The war between the US-Israel coalition and Iran is now nearly a month old, with little indication that an end is remotely in sight. For those involved, and for the many who wish they were not, things could yet get worse before they get better.

Simon Whistler
Presented by

Simon Whistler

Simon Whistler is one of YouTube's most prolific educational creators. WarFronts is his deep dive into military history and conflict analysis.

Frequently Asked Questions

Which countries have been hit hardest by the Iran War so far?

Outside the three belligerents — the US, Israel, and Iran — the Gulf states have been most obviously impacted, with every member of the GCC struck by Iranian retaliatory fire. India faces a severe fuel and economic crisis, Cyprus was hit by a drone strike on the UK’s Akrotiri base, and Lebanon may be faring worst of all, with nearly a thousand dead and over a million displaced.

Why are the Gulf’s desalination plants such a critical vulnerability?

The Gulf is a hot, dry desert region that relies on desalination to turn seawater into drinking water for tens of millions of people. Plants in Kuwait, the UAE, and Bahrain have already been damaged. A leaked 2008 US Embassy cable warned that destroying a single plant supplying over 90 percent of Riyadh’s water would force the capital to evacuate within a week, making such strikes an existential, not merely military, threat.

What is the significance of the Strait of Hormuz closure?

Roughly 20 percent of the world’s oil passes through the 21-mile strait, which Iran has closed to all but “non-hostile ships.” The disruption has spiked global oil prices, halted some exports, and could shrink Qatar and Kuwait’s economies by as much as 14 percent if the war runs through April.
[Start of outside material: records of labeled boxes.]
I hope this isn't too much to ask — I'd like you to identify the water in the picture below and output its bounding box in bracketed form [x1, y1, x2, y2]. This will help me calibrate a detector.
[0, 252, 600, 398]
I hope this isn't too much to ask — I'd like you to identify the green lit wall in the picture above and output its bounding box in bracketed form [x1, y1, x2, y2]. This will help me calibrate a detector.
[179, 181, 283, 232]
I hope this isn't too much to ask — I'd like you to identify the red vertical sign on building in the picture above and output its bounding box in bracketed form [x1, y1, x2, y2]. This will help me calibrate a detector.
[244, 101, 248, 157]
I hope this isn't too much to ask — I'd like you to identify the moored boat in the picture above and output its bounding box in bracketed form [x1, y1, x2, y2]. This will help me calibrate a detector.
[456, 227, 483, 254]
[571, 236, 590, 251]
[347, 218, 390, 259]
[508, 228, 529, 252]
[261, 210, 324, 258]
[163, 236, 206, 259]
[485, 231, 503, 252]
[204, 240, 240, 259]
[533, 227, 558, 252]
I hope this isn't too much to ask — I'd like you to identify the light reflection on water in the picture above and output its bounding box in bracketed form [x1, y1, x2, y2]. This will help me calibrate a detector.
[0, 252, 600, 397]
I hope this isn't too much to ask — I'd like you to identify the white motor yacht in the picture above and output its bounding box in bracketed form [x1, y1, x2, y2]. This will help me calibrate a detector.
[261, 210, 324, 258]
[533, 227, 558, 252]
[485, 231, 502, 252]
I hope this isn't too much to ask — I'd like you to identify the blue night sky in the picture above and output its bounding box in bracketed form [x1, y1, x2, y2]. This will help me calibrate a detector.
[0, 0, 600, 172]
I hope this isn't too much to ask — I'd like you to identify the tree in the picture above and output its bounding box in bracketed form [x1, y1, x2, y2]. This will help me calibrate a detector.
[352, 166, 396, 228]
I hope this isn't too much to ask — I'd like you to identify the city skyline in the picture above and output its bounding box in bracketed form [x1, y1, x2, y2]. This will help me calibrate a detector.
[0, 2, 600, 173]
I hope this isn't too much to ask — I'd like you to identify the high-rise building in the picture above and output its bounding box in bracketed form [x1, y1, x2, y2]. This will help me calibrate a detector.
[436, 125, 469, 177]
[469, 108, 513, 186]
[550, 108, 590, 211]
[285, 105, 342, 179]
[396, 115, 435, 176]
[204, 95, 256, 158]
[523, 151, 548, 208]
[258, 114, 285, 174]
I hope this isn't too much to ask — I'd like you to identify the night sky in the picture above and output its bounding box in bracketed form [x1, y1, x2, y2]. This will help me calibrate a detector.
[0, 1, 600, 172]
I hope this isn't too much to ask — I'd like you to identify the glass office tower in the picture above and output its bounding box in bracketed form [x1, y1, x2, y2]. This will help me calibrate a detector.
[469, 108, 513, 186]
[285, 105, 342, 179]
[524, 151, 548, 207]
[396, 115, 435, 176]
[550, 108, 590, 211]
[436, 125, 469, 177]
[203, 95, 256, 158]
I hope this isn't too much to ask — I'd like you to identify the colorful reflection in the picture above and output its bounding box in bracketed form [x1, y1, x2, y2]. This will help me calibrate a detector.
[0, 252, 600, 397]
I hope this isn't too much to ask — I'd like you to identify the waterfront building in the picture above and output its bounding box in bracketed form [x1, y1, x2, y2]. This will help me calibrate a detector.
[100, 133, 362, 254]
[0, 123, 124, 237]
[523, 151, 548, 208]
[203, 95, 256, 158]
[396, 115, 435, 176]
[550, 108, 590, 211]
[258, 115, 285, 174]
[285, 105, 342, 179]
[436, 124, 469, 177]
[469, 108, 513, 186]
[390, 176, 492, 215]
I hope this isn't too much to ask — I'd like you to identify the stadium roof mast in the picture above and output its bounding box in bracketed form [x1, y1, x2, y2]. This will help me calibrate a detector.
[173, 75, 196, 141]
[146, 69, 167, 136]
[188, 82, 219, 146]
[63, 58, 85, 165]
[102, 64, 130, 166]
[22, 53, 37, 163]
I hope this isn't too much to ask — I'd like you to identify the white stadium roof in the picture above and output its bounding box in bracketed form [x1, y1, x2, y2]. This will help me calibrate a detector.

About 90 percent of the oil and gas transiting the strait is bound for Asian nations.

How is the war affecting India specifically?

India imports more than 85 percent of its oil, about half of it through the Strait of Hormuz, so the closure has driven up fuel prices and triggered a liquefied petroleum gas shortage that has restaurants cutting hours. The rupee hit an all-time low of 93 paisa to the dollar, a $50 billion annual remittance stream from Gulf workers is at risk, and thousands of flights have been cancelled or rerouted, stranding nationals abroad.

What triggered the renewed Israel-Hezbollah fighting in Lebanon?

In retaliation for the death of Iranian Supreme Leader Ali Khamenei, Hezbollah retook positions south of the Litani River and launched missiles, rockets, and drones at Israel in early March. Israel’s response has killed nearly a thousand Lebanese, including at least 116 children per a UNICEF report, displaced over a million people, and Israel has vowed to continue striking until Hezbollah is disarmed.